Ce passage est arrivé juste avant le lancement d’un missile à longue portée (ICBM) de la Corée du Nord, a déclaré un officiel de Séoul.

Deux appareils russes ont survolé la KADIZ le 24 mars, incitant l’armée de l’air sud-coréenne à envoyer ses avions de combat sur les lieux pour prévenir leur approche vers l’espace aérien du pays, selon l’officiel cité par l’agence de presse Yonhap.

L’incident est survenu seulement quelques heures avant que Pyongyang a procédé à un tir d’essai d’un ICBM vers la mer de l’Est. Ce lancement a mis fin au moratoire auto-imposé sur les tests de missiles à longue portée qui était en place depuis fin 2017.

Les avions de combat russes sont entrés dans le nord-ouest de la KADIZ, au-dessus de l’île d’Ulleung dans la mer de l’Est, à environ 11h et ont volé environ 30 minutes.
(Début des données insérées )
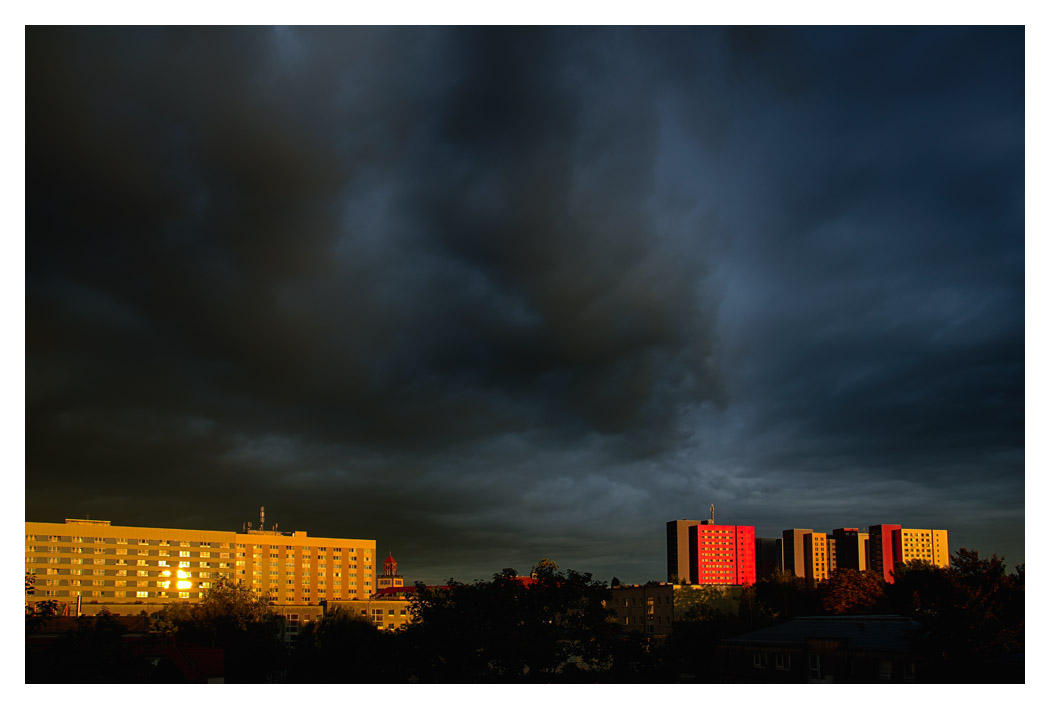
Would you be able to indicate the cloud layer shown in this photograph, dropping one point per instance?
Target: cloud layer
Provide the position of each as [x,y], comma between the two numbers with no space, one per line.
[488,295]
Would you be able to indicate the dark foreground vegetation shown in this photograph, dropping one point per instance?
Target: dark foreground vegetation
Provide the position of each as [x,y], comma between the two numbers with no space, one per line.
[560,627]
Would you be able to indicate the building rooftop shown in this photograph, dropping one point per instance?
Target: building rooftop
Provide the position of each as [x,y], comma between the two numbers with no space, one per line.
[868,632]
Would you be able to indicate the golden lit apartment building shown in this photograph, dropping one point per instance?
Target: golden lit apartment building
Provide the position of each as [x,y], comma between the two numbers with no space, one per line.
[106,564]
[890,544]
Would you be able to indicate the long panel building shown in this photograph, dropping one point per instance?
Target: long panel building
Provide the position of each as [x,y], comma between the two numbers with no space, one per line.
[107,564]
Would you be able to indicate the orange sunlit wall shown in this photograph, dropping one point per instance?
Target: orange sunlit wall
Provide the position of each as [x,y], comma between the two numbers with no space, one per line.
[721,555]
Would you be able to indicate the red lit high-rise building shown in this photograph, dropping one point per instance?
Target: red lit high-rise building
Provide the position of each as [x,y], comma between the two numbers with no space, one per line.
[721,555]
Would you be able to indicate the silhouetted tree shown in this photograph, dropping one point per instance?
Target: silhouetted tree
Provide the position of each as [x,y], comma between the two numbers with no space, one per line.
[232,617]
[343,646]
[972,616]
[93,652]
[508,630]
[849,591]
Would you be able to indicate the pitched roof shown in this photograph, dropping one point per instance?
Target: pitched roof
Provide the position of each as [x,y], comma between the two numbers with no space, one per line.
[861,632]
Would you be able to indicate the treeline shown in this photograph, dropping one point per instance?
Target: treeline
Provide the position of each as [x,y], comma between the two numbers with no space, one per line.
[559,627]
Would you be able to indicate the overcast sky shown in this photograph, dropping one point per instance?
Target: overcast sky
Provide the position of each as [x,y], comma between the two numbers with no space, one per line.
[492,295]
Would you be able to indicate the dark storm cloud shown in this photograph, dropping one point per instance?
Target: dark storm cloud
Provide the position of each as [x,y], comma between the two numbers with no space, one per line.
[495,294]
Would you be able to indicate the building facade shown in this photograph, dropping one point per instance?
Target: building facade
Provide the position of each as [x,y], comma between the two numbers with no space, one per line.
[678,564]
[96,562]
[928,545]
[721,555]
[890,544]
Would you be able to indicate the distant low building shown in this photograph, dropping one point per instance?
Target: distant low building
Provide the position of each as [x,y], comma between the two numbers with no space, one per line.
[824,649]
[652,609]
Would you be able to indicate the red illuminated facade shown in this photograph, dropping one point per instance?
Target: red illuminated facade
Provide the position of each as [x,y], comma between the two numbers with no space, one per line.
[721,555]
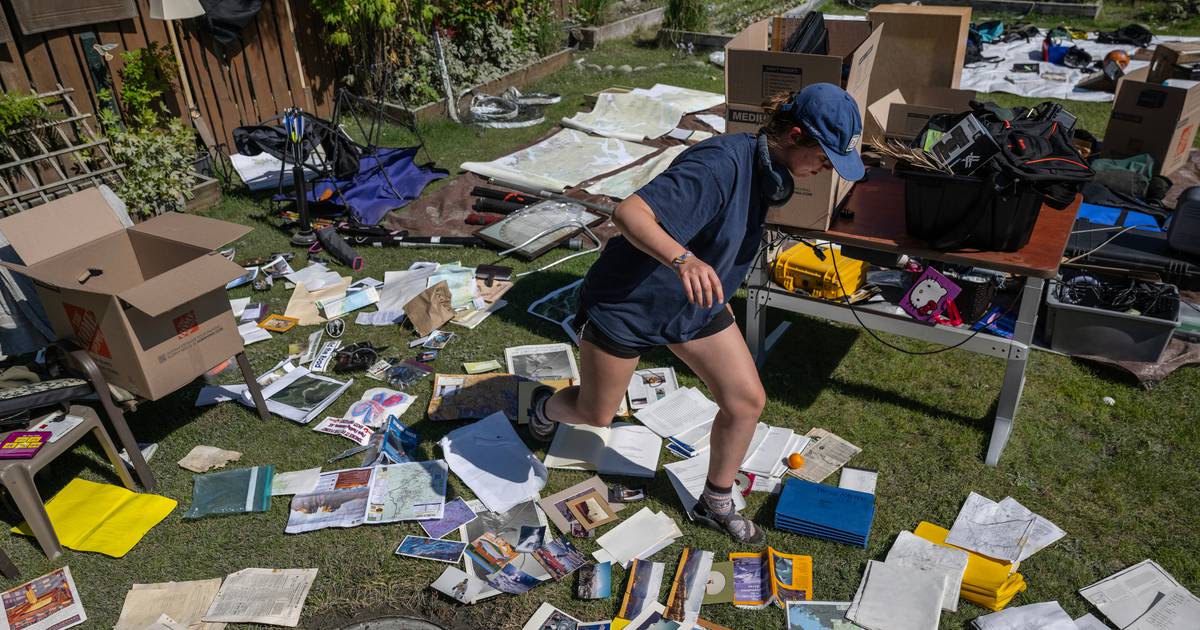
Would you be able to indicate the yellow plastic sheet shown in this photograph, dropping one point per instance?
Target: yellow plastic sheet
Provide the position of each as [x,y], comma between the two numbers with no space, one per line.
[102,517]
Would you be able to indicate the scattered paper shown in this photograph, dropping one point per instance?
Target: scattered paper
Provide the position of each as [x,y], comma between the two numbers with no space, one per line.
[184,603]
[913,551]
[893,597]
[271,597]
[204,459]
[1005,531]
[295,483]
[493,462]
[825,455]
[1044,616]
[678,412]
[48,603]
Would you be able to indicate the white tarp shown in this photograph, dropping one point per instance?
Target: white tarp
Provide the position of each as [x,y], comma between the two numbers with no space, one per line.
[631,179]
[562,161]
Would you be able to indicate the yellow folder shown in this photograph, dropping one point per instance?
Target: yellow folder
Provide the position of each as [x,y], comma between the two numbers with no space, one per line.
[102,517]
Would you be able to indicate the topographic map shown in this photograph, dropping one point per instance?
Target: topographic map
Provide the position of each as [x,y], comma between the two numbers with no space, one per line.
[407,492]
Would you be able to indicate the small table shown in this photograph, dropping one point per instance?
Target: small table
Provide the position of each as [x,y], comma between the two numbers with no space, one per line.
[879,223]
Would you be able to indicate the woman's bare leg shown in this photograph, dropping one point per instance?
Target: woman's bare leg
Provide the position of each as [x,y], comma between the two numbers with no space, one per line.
[604,381]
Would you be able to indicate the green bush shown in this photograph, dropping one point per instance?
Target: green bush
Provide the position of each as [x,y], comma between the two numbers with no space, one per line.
[159,174]
[685,16]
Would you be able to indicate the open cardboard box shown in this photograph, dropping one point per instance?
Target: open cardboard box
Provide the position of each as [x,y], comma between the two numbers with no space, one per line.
[148,303]
[901,120]
[1156,119]
[755,71]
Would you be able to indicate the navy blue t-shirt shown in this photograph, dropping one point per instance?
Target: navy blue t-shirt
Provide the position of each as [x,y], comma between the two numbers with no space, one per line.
[708,201]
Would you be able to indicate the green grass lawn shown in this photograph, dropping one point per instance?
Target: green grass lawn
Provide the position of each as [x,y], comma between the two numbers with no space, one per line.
[1122,480]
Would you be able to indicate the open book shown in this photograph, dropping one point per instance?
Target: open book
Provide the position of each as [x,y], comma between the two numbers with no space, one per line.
[622,449]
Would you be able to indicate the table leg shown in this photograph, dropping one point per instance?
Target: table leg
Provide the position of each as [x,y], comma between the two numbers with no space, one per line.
[256,391]
[1014,370]
[756,319]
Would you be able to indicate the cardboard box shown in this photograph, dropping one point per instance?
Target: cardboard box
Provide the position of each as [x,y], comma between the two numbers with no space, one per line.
[753,67]
[148,303]
[894,118]
[1168,55]
[1149,118]
[922,47]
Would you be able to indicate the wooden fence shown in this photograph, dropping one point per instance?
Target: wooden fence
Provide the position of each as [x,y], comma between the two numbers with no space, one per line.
[281,61]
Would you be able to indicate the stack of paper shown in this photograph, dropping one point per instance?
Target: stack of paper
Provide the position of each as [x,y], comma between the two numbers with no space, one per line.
[988,582]
[893,597]
[1005,531]
[911,550]
[1044,616]
[825,511]
[641,535]
[622,449]
[1145,597]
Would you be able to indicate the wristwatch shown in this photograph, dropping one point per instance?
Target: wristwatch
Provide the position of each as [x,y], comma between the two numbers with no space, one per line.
[681,259]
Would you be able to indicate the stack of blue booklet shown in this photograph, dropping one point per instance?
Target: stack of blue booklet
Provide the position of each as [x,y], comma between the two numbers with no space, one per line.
[826,511]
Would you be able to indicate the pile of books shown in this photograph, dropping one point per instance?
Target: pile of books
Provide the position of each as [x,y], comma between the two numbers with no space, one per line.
[825,511]
[988,582]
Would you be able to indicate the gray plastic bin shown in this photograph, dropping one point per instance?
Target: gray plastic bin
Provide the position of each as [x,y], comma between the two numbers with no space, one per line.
[1077,330]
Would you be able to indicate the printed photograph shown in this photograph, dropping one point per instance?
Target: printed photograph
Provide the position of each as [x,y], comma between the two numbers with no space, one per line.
[819,616]
[594,581]
[511,580]
[431,549]
[592,510]
[529,539]
[455,515]
[491,552]
[559,557]
[645,582]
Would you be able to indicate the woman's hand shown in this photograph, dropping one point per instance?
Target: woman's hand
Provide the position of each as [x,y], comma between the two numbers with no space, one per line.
[700,282]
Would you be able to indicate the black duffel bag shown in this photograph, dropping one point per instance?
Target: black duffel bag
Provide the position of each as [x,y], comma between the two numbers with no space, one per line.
[996,208]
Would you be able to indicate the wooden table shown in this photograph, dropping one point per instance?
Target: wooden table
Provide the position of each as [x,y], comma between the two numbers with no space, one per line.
[877,222]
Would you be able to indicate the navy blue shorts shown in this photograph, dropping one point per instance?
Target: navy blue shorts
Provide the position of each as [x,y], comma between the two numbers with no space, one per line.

Le 23 mars, un avion militaire chinois a également pénétré dans la zone proche d’Ieodo, un rocher submergé au sud de l’île de Jeju.

L’officiel a indiqué que dans cette région les zones d’identification de défense aérienne de la Corée du Sud et de la Chine se chevauchent. Selon Yonhap, la zone de défense aérienne n’est pas un espace aérien territorial, mais une zone délimitée pour identifier les avions étrangers afin d’éviter des affrontements accidentels.